Sen. Stephen Hershey, an Eastern Shore Republican, said a better way to increase workers’ income is to reduce the taxes that eat away at their pay.
“We should find ways to lower taxes and make the cost of living cheaper, rather than rely on businesses to increase wages,” he said.
Hogan, a Republican, has said that it’s unsustainable to increase the minimum wage to $15, noting that nearby states have lower minimum wages. Virginia, for example, follows the federal minimum wage of $7.25 per hour. Raising Maryland’s minimum wage to $15 would “harm our state’s economy,” he said.
The governor had floated his own proposal of increasing the minimum wage from $10.10 per hour to $12.10 per hour over two years. Under the proposal, further increases would happen only if surrounding states also increased their wage.
If, as expected, General Assembly leaders quickly send the legislation to Hogan, the governor will have six days, excluding Sundays, to sign or veto the bill. That allows legislators time to override a veto before the 90-day session ends on April 8.
Bills passed in the final days of a General Assembly session can be vetoed after it ends, which can prevent legislation from becoming law until an override vote is held the next year.
Ricarra Jones of the SEIU union and the “Fight for $15” coalition said she hopes Hogan “does not turn his back on the working class and signs this bill.”
Hogan’s office has said only that the governor will “carefully review this legislation when it reaches his desk.”
The bill approved by the General Assembly requires companies that employ tipped workers, such as servers and bartenders, to provide those workers with an explanation of their wages. Tipped workers are allowed to be paid a base wage as little as $3.63 per hour, as long as their tips bring their total pay to at least the minimum wage.
There’s also an opportunity for a one-time pause in the law’s planned minimum wage increases if there are certain negative reports on the economy. The state Board of Public Works — composed of the governor, treasurer and comptroller — would have the authority to make that decision.
The bill did not include everything advocates pushed for. They wanted the wage to be increased to $15 by 2023, with future increases automatically tied to inflation. The revised bill also continues an exemption for agricultural workers and an allowance for lower wages to be paid to young workers.
“It’s not perfect, but we’ve got a victory,” said Larry Stafford, executive director of the advocacy group Progressive Maryland.
Most disappointing, Stafford said, was that tipped workers will see no progress under the bill.
Stafford said his group will circulate an online petition and encourage members to call the governor to urge him not to veto the bill, imperfect as it is.

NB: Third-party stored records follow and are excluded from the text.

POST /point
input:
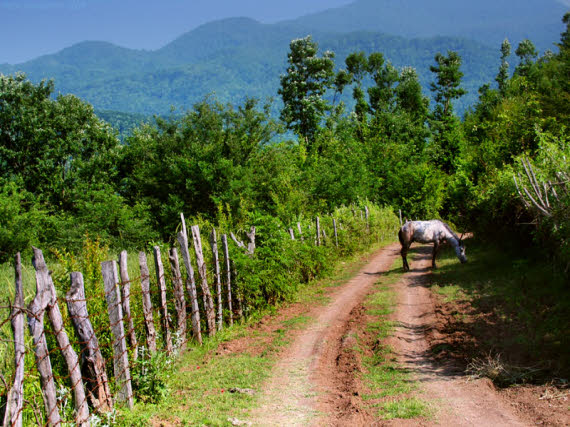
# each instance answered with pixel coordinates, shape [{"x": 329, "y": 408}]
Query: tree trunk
[
  {"x": 43, "y": 278},
  {"x": 126, "y": 291},
  {"x": 190, "y": 285},
  {"x": 15, "y": 400},
  {"x": 335, "y": 233},
  {"x": 115, "y": 310},
  {"x": 92, "y": 362},
  {"x": 163, "y": 302},
  {"x": 36, "y": 312},
  {"x": 228, "y": 275},
  {"x": 208, "y": 303},
  {"x": 217, "y": 277},
  {"x": 147, "y": 304},
  {"x": 179, "y": 301}
]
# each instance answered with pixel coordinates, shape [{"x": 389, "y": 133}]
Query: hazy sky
[{"x": 30, "y": 28}]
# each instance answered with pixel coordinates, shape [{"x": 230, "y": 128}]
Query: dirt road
[{"x": 314, "y": 384}]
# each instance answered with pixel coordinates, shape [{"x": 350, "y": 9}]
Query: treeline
[{"x": 64, "y": 172}]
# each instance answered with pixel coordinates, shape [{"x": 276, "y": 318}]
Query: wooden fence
[{"x": 164, "y": 325}]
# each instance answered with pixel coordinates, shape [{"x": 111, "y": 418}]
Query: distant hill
[
  {"x": 239, "y": 57},
  {"x": 486, "y": 21}
]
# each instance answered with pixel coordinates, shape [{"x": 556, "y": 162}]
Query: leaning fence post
[
  {"x": 147, "y": 304},
  {"x": 208, "y": 303},
  {"x": 126, "y": 290},
  {"x": 239, "y": 304},
  {"x": 115, "y": 310},
  {"x": 182, "y": 238},
  {"x": 217, "y": 278},
  {"x": 44, "y": 280},
  {"x": 163, "y": 303},
  {"x": 36, "y": 312},
  {"x": 179, "y": 300},
  {"x": 15, "y": 401},
  {"x": 92, "y": 362},
  {"x": 228, "y": 275},
  {"x": 335, "y": 233}
]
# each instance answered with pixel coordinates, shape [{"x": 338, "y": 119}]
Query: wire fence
[{"x": 93, "y": 345}]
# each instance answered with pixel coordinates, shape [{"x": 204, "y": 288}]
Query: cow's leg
[
  {"x": 435, "y": 249},
  {"x": 404, "y": 253}
]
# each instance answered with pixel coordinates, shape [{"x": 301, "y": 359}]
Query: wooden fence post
[
  {"x": 126, "y": 300},
  {"x": 335, "y": 233},
  {"x": 36, "y": 312},
  {"x": 217, "y": 277},
  {"x": 239, "y": 305},
  {"x": 15, "y": 401},
  {"x": 208, "y": 303},
  {"x": 182, "y": 238},
  {"x": 179, "y": 300},
  {"x": 147, "y": 304},
  {"x": 44, "y": 280},
  {"x": 160, "y": 280},
  {"x": 251, "y": 244},
  {"x": 120, "y": 356},
  {"x": 92, "y": 362},
  {"x": 300, "y": 231},
  {"x": 228, "y": 275}
]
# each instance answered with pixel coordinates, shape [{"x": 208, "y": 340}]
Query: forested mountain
[
  {"x": 487, "y": 21},
  {"x": 233, "y": 59}
]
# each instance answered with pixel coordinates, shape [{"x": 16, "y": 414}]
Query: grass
[
  {"x": 521, "y": 306},
  {"x": 198, "y": 383},
  {"x": 404, "y": 408},
  {"x": 383, "y": 376}
]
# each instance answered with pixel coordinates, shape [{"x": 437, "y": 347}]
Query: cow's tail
[{"x": 401, "y": 236}]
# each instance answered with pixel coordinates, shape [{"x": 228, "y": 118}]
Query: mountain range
[{"x": 239, "y": 57}]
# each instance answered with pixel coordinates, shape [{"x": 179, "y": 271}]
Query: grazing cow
[{"x": 434, "y": 231}]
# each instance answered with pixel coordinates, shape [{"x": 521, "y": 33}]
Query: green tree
[
  {"x": 52, "y": 147},
  {"x": 448, "y": 80},
  {"x": 526, "y": 51},
  {"x": 303, "y": 88},
  {"x": 503, "y": 74},
  {"x": 445, "y": 126}
]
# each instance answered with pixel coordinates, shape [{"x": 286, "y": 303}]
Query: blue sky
[{"x": 30, "y": 28}]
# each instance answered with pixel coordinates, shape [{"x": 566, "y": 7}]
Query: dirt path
[
  {"x": 308, "y": 388},
  {"x": 459, "y": 402},
  {"x": 304, "y": 389}
]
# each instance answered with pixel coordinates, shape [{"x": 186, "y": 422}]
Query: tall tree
[
  {"x": 445, "y": 126},
  {"x": 448, "y": 81},
  {"x": 503, "y": 74},
  {"x": 303, "y": 88},
  {"x": 526, "y": 51}
]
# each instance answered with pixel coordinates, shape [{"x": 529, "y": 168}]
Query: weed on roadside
[{"x": 383, "y": 375}]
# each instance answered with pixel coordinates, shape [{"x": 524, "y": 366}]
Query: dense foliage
[
  {"x": 64, "y": 172},
  {"x": 67, "y": 183}
]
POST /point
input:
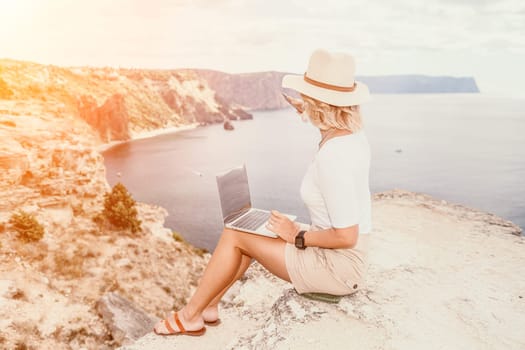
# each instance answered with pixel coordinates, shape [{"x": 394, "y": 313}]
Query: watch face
[{"x": 299, "y": 242}]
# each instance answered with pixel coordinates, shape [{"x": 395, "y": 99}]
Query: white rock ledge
[{"x": 441, "y": 276}]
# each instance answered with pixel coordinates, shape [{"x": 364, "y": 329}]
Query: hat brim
[{"x": 360, "y": 94}]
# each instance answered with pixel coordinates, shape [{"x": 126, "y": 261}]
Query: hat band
[{"x": 329, "y": 86}]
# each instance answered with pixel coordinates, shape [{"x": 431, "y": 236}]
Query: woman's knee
[{"x": 229, "y": 234}]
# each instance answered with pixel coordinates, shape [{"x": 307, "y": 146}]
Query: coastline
[
  {"x": 146, "y": 134},
  {"x": 448, "y": 263}
]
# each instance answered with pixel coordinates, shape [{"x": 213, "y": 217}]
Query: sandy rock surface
[{"x": 441, "y": 276}]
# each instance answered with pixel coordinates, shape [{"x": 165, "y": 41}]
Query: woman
[{"x": 328, "y": 256}]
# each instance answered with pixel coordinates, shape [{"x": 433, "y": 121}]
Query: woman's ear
[{"x": 296, "y": 103}]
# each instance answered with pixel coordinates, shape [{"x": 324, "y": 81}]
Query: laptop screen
[{"x": 234, "y": 191}]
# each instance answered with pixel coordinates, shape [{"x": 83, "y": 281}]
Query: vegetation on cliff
[{"x": 120, "y": 210}]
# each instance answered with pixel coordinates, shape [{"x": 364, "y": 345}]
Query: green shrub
[
  {"x": 120, "y": 210},
  {"x": 27, "y": 226}
]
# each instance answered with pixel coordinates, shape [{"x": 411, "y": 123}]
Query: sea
[{"x": 463, "y": 148}]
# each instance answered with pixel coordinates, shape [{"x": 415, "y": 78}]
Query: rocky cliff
[
  {"x": 441, "y": 276},
  {"x": 118, "y": 103},
  {"x": 49, "y": 289}
]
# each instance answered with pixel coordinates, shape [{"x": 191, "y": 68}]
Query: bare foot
[
  {"x": 176, "y": 323},
  {"x": 211, "y": 314}
]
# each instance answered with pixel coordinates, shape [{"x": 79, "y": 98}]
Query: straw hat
[{"x": 330, "y": 78}]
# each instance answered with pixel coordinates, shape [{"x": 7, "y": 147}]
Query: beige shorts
[{"x": 332, "y": 271}]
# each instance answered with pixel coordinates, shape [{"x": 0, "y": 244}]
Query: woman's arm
[{"x": 333, "y": 238}]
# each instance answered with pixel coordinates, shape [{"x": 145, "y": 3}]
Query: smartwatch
[{"x": 299, "y": 240}]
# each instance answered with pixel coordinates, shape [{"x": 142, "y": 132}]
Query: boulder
[{"x": 126, "y": 321}]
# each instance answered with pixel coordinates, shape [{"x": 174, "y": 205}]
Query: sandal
[{"x": 181, "y": 330}]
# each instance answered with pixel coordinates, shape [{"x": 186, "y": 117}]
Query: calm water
[{"x": 468, "y": 149}]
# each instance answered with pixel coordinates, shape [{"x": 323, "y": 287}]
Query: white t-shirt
[{"x": 335, "y": 187}]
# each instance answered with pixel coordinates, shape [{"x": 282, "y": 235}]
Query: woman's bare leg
[
  {"x": 223, "y": 267},
  {"x": 211, "y": 313}
]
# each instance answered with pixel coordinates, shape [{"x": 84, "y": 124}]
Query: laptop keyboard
[{"x": 252, "y": 220}]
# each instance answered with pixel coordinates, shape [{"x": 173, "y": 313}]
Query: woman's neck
[{"x": 331, "y": 133}]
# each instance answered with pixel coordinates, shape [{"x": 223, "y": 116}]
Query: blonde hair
[{"x": 326, "y": 116}]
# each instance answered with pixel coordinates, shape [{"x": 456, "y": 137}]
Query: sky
[{"x": 480, "y": 38}]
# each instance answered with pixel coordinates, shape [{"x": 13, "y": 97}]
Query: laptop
[{"x": 236, "y": 204}]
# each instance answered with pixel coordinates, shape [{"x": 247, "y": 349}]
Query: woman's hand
[{"x": 282, "y": 226}]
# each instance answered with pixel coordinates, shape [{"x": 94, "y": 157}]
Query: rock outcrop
[
  {"x": 49, "y": 289},
  {"x": 110, "y": 120},
  {"x": 119, "y": 104},
  {"x": 441, "y": 276},
  {"x": 125, "y": 320}
]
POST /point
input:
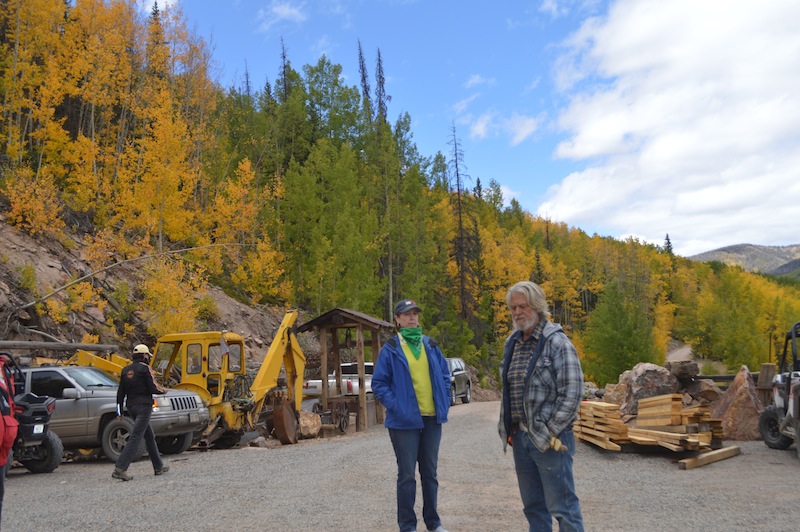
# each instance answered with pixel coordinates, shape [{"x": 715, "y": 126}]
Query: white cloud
[
  {"x": 281, "y": 11},
  {"x": 520, "y": 127},
  {"x": 477, "y": 79},
  {"x": 461, "y": 106},
  {"x": 688, "y": 116}
]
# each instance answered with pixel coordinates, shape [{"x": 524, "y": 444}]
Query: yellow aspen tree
[{"x": 171, "y": 292}]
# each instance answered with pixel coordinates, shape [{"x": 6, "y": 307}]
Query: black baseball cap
[{"x": 406, "y": 305}]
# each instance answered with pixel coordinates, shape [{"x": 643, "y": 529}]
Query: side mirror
[{"x": 69, "y": 393}]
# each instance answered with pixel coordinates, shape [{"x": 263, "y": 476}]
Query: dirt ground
[{"x": 348, "y": 483}]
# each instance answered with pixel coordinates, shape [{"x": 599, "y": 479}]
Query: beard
[{"x": 522, "y": 324}]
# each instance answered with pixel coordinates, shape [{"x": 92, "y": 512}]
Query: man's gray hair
[{"x": 534, "y": 295}]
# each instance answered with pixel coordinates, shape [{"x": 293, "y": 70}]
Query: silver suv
[{"x": 86, "y": 410}]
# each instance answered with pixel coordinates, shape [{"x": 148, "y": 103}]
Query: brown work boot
[{"x": 121, "y": 474}]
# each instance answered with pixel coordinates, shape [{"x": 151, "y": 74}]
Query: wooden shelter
[{"x": 328, "y": 325}]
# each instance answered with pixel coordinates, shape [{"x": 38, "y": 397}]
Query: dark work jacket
[{"x": 136, "y": 382}]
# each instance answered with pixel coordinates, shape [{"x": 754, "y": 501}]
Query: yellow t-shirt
[{"x": 420, "y": 377}]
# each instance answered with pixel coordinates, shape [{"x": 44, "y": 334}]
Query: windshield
[{"x": 91, "y": 377}]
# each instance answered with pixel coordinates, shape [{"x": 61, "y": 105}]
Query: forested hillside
[{"x": 306, "y": 192}]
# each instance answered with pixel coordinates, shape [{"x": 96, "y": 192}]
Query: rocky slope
[{"x": 47, "y": 265}]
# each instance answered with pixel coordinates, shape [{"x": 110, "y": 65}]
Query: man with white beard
[{"x": 542, "y": 389}]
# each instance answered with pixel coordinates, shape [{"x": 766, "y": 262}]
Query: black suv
[{"x": 460, "y": 382}]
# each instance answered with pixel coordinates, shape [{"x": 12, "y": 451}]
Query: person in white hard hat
[{"x": 138, "y": 385}]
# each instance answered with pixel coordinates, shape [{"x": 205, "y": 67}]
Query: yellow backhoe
[{"x": 213, "y": 365}]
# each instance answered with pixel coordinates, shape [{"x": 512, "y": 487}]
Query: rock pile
[{"x": 738, "y": 407}]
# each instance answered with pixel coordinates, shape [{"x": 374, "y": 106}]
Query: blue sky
[{"x": 622, "y": 118}]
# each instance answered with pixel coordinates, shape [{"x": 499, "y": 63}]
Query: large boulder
[
  {"x": 310, "y": 425},
  {"x": 647, "y": 380},
  {"x": 684, "y": 370},
  {"x": 739, "y": 408}
]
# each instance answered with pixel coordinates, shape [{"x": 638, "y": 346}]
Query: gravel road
[{"x": 347, "y": 483}]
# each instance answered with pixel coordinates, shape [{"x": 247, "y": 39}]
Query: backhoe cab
[
  {"x": 778, "y": 423},
  {"x": 213, "y": 364}
]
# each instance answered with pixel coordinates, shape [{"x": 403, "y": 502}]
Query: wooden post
[
  {"x": 323, "y": 363},
  {"x": 337, "y": 362},
  {"x": 362, "y": 385},
  {"x": 764, "y": 385}
]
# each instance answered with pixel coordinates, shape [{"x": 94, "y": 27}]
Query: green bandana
[{"x": 413, "y": 337}]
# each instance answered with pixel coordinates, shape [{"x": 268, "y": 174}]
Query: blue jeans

“It would be a shame if the governor were to veto this,” he said. “I would think that he should be happy that hundreds of thousands of workers will get a raise.”
Business groups also were not happy with the bill.
“It is a 48 percent mandated increase that will significantly raise labor costs for our small employers and hurt the very employees that proponents say it will help,” said Mike O’Halloran, state director of the National Federation for Independent Business.